<In the first year> The Composition of China’s Modern State and the Continuation of the Principles of ‘A Concentrated Power’
The purpose of this paper is to find out how the Chinese elite recognized and redefined the “state” in t ...
<In the first year> The Composition of China’s Modern State and the Continuation of the Principles of ‘A Concentrated Power’
The purpose of this paper is to find out how the Chinese elite recognized and redefined the “state” in the process of building a modern state. It mainly looks at the discussion and historical process of the time, focusing on the “power” discourse, and explores the character of the Chinese state combined with these ideological characteristics and the peculiarity of Chinese politics.
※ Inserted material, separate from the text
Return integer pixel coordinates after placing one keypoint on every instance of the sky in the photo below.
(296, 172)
In China, the concept of ‘state’ has long existed as an entity even before modern concepts were imported. Since the era of Qin-Han(秦漢), the state itself has represented a universal political committee. With the collapse of the traditional dynastic system in the period of transition to modern times, a new conceptualization of the state is sought among the knowledge elite. But the notion of “A Concentrated Power(權力一統)” formed in the existing “Great Unification(大一統)” political structure persisted, and this notion was reinforced amid the failure of the republican revolution and the successive course of another revolution. The unified concept of power and the concentrated orientation to power structure have never changed in Chinese politics. Accordingly, the legitimacy of power was hard to deviate from the logic of moral politics. The idea of one power has also influenced China’s national view, symbolizing that the absolute power of the state has an exclusively balanced view, monopolizing only one “public interest”. The modern China has monopolized and justified power while securing authority with its moralized principles, and politics has thus been captured by the state.
<In the second year> The conception and limitations of the China model through the discussion of “Political Meritocracy”
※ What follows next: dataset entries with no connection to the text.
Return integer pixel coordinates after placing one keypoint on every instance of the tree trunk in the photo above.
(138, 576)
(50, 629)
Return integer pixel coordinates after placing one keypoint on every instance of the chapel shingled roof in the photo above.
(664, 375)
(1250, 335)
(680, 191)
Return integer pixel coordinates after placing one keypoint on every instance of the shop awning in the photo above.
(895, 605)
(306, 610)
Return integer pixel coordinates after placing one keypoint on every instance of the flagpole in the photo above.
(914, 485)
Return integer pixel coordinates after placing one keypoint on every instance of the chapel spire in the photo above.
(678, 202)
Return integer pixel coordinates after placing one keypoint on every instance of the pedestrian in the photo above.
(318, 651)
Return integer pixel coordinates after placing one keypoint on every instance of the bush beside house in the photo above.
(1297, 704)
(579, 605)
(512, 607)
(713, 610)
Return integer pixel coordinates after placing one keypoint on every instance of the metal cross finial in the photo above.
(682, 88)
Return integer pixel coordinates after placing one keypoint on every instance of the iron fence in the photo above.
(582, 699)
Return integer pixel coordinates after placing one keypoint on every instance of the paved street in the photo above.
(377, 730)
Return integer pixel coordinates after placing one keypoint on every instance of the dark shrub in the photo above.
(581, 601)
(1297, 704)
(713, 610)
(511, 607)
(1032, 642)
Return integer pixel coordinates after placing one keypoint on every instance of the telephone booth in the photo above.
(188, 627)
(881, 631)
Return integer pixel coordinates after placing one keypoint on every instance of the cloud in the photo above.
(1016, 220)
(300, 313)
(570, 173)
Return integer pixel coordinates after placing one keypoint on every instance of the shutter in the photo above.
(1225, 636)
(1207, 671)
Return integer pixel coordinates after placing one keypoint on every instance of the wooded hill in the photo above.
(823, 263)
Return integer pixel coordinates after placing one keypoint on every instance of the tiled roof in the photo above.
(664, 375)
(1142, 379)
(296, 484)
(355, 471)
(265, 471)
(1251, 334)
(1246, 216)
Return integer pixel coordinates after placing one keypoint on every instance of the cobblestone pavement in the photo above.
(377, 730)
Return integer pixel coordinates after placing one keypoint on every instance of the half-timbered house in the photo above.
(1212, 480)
In this paper, we first looked at the main contents and issues of “Political Meritocracy” raised by Daniel A. Bell, and the critical discussions surrounding it. The “Political Meritocracy” discourse is already emphasized in real politics beyond academic discussions, and is actively accepted as part of the Chinese Communist Party's new governance system. This paper also analyzed what contradictions Bell's Political Meritocracy has in terms of ‘political legitimacy’ and ‘systemic’ features, and then analyzed the theoretical and practical limitations of what Bell claims to be “Vertical Democratic Meritocracy”. It also examined how traditional ideas and institutions were selectively used in Chinese real politics, and finally, it was assessed that the Chinese Political Meritocracy logic was characterized by the ‘Scriptural-style Ideology’, which inherent the difficulty of universal theoreticalization.
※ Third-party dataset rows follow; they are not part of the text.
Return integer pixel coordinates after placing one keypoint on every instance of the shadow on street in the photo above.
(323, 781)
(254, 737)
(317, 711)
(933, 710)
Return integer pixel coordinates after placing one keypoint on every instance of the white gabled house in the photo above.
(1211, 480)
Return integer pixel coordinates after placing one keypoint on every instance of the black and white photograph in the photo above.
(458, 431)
<In the third year> The CCP's Social Construction Initiative and the History of Social Subjects
Recently, the Chinese Communist Party(CCP) is reorganizing its social structure under the name of ‘social governance(治理)’ and is building a society that ‘builds, manages, and enjoys together(共建共治共享)’ based on the party building at the lower level. The key to completing the dream of ‘modernizing governance’ lies in social construction through expansion of social participation and the establishment of a voluntary social subject. This paper recalls the past history of social construction of the 100-year-old CCP, it also analyzes what kind of society is currently being built and what characteristics appear in terms of ‘social subject’. Over the past hundred years, China has gone through two social construction models: a mass society based on the ‘mass line(群众路线)’ and a ‘civil society(公民社会)’ emphasizing a sense of law and rights. Currently, the social construction model that the New Era(新时代) is aiming for is ‘people's society(人民社会)’, and mass line is being emphasized again as a specific way to realize it. The mass line is now combined with the goal of ‘the people are above all else(人民至上)’, from the existing party's organizational principles and the working attitude of party officials, and is being upgraded to the main principle of state governance. It also emphasizes the blood relationship between the party and the people, and the unity of the family(家) and the state(国), and it is characterized by injecting a new “the concept of family-and-state(家国观)” that leads to the people, the Chinese, and the state. The ‘people’ formed based on traditional patriarchal views is a subject based on emotional attachment and ethical responsibilities, and has the characteristics of an ‘ethical community’ that connects the family's emotion with the state authority. These ‘people’ subjects are different from the ‘people’ that they tried to form during the construction of socialism, and they are also ‘people for social construction’ rather than ‘social subject’.